One Big ‘Happy’ Family

Okay, so apparently Fox News doesn’t have a total monopoly on idiotic anchors. Global warming causing close approach by an asteroid? She’s lucky Billy Nye was in another studio or he might have used his eye-lasers right then and there.

Seismographs detected another North Korean nuclear test at 11:57 (02:57 GMT) on Tuesday morning. This didn’t make anyone very happy outside of North Korea, perhaps least of all China which is growing tired of their poorer cousins making totalitarian Asian regimes look bad.

An apparent hack of the Emergency Broadcast System had one Montana TV station broadcasting an alert about dead bodies rising from their graves and attacking the living. All we ever get around here are tornado warnings.

Pope Benedict XVI pulls a Palin and announces his resignation. What, he got a better offer? Maybe he just got tired of theTPS reports and the “flair” requirement?

And in further cognitive dissonance news, retired Senator Ron Paul is suing his former supporters and petitioning the U.N.’s WIPO to give him control of  the and domains. I wonder if the shock troops will storm the hosting company in black helicopters?

Just when you thought they couldn’t fit any more stupid in Washington DC,  Rep. Steve Stockman (R-TX) invites Ted Nugent to watch the State of the Union address because manly gun-love. Let’s hope they steam clean the upholstery afterwards.

Three people are dead in a courthouse shooting in Delaware. Maybe we should have metal detectors and armed policemen in… oh, they had those there? Gee, I’m all out of ideas as to what to do about this  (/snark).
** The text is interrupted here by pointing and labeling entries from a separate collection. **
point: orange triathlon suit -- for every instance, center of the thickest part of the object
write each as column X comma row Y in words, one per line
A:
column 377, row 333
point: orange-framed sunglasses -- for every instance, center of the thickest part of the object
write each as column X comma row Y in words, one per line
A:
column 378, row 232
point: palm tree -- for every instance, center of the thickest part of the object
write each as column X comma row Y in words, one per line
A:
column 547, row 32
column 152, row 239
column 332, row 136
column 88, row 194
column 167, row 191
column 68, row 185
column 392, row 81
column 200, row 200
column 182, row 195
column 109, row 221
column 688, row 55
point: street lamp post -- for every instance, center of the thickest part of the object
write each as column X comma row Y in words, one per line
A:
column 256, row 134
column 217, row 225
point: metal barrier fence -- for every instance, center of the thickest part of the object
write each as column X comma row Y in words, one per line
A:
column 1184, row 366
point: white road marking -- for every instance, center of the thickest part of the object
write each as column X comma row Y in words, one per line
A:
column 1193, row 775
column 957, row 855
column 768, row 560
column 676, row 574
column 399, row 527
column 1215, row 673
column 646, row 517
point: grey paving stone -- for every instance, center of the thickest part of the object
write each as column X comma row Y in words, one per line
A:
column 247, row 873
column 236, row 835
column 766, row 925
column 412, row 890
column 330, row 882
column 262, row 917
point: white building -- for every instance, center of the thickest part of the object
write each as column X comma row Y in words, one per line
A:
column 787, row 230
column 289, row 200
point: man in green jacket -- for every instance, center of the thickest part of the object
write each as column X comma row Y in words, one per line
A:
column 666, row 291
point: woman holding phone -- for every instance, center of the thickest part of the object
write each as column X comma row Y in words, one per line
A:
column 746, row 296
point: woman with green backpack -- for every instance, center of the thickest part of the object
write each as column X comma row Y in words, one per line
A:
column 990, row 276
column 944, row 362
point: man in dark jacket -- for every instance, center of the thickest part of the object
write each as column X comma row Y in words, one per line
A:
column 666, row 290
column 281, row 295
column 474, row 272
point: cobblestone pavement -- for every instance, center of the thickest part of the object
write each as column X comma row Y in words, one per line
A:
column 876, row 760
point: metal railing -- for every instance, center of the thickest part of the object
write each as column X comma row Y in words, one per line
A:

Big Win for the lexicon of science-fiction as the EFF helps an author fight off a bogus copyright take-down based on use of the term “space marine”.

My home-town boy Gary Busey shares his unique understanding of hobbits. Maybe tougher helmet laws would have prevented this? Back in the day we just called him “Teddy Jack Eddy“. Law-zeee!

black snub-nosed monkey midwife helps first time mother with a difficult birthing. A male cottontop tamarin has been observed pulling at his infant’s shoulders until they emerged. Another report claims that a female capped langur was groomed by other females during birth, perhaps in an attempt to ease her distress. I wonder when they’ll start offering Lamaze classes.

This experimental pneumatically actuated silicone rubber tentacle is not amused by references to “those hard to reach places”. Not even a little bit. So knock it off, already.